Mais ce n'est pas parce que les obligations rapportent un peu plus que l'immobilier qu'il faut y consacrer un part trop importante de ses placements. 15 % suffisent amplement à diversifier un portefeuille. Notre principale réserve tient à la faible rémunération qu'offrent les obligations d'Etat par rapport au taux d'inflation qui atteint aujourd'hui 3 % dans la zone euro.
Les spécialistes obligataires refusent de prendre au sérieux la menace inflationniste sous prétexte qu'elle est alimentée par la hausse des prix des matières premières et non par l'engrenage classique à la hausse des salaires. Si d'aventure un tel phénomène se mettait en marche, nul doute que nous assisterions à une forte hausse des rendements obligataires et à une dévalorisation rapide de la totalité des emprunts d'Etat en circulation.

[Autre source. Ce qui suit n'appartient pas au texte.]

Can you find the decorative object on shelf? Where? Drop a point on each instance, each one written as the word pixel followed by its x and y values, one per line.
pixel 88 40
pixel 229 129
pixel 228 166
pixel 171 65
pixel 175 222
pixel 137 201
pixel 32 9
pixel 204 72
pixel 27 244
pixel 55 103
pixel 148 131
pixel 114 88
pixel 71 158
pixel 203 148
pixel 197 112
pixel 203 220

A la différence de 2000, il n'y a pas de bulle sur les actions
Reste les actions, qui cristallisent aujourd'hui toutes les inquiétudes. Celles-ci sont liées aux risques de récession aux Etats-Unis, au niveau jugé trop élevé des marges des entreprises et aux craintes inflationnistes qui, si elles se concrétisaient, causeraient des dégâts considérables sur la cote.
Autant de sujets de préoccupations qui expliquent l'extrême volatilité des cours. En dépit de ces risques, nous pensons qu'une proportion d'actions représentant au moins 55 % de vos placements constitue une répartition optimale dans les conditions actuelles de marché.
Premier élément en faveur des actions : leur faible niveau de valorisation. A la différence du début des années 2000, il n'existe en effet aucun bulle sur les actions, ni du côté de la valorisation de leurs actifs ni du côté des multiples de capitalisation qui se situent autour de 13 fois les profits attendus en 2008 pour les valeurs du CAC 40. A ce niveau, la cote est tout à fait capable de résister à une révision en baisse des perspectives bénéficiaires en 2008 et en 2009 qui paraît d'ailleurs déjà largement anticipée par le marché.
Deuxième élément à prendre en compte : une entrée en récession des Etats-Unis n'est pas le scénario le plus probable. Si celui-ci devait se concrétiser l'an prochain, les niveaux de valorisation actuels devraient, là aussi, permettre au marché de traverser sans grands dommages, un ou deux trimestres de croissance négative.
Enfin, si l'inflation devait réellement pointer son nez, il est évident que la cote en souffrirait. L'expérience montre toutefois qu'une stratégie de gestion de portefeuille très sélective, axée sur des valeurs défensives, et les producteurs de matières premières offrant de bons rendements, résisterait mieux qu'un portefeuille obligataire totalement exposé à l'érosion du coup de la vie.
La capacité de résistance d'un tel portefeuille se trouverait en outre renforcée en consacrant au moins 15 % de l'actif à l'or et aux valeurs aurifères.